Have you not wondered why this wondrous word of revelation occurs thus in detail once and only once? Is it not one of the weapons of those who contend against this our hope that we base too much on this isolated Scripture text? Not that that is true, for all Scripture, as we have said, is in perfect harmony and accord with it; but what a perfect, complete, thorough answer, this fact gives to the other alternative—that the writer was self-deceived. This is impossible; or, like every other self-deceived man that ever lived, he would have pressed his one theme in every letter, forced it on unwilling minds every time he opened his mouth or took up his pen.

"No wild enthusiast ever yet could rest
Till half mankind were like himself possessed."

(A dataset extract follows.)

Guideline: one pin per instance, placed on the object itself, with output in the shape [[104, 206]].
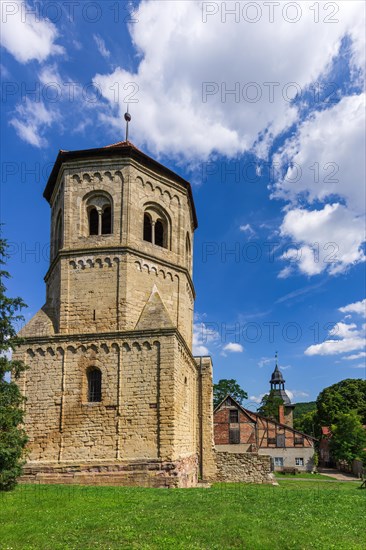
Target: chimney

'Tis an attractive theme. Long could we linger here, but we must pass on; but before leaving, let us see if we were justified in saying that whilst this word is based on no previous Scripture, yet, when spoken, it is in harmony with all. First, then, is it not in perfect accord with the peculiar character and calling of the Church? Israel, as a nation, finds her final deliverance on the earth. Her calling and her hopes have ever been limited to this scene. Fitting then, indeed, it is that she be saved by her Deliverer's feet standing once more on the Mount of Olives (Zach. xiv. 4), and the judgment of the living nations should then take place. But with the Church, how different: her blessings heavenly; her character heavenly; her calling heavenly. Is it not, then, in accord with this that her meeting with her Lord should be literally heavenly, too? Israel, exponent of the righteous government of God, may rightly long to "dip her foot in the blood of the wicked." Nor can she expect or know of any deliverance except, as of old, in victories in the day of battle. The Church, exponent of the exceeding riches of His grace, is of another spirit; and our deliverance "in the air" permits—nay, necessitates—our echoing that gracious word of our Lord, "Father, forgive them."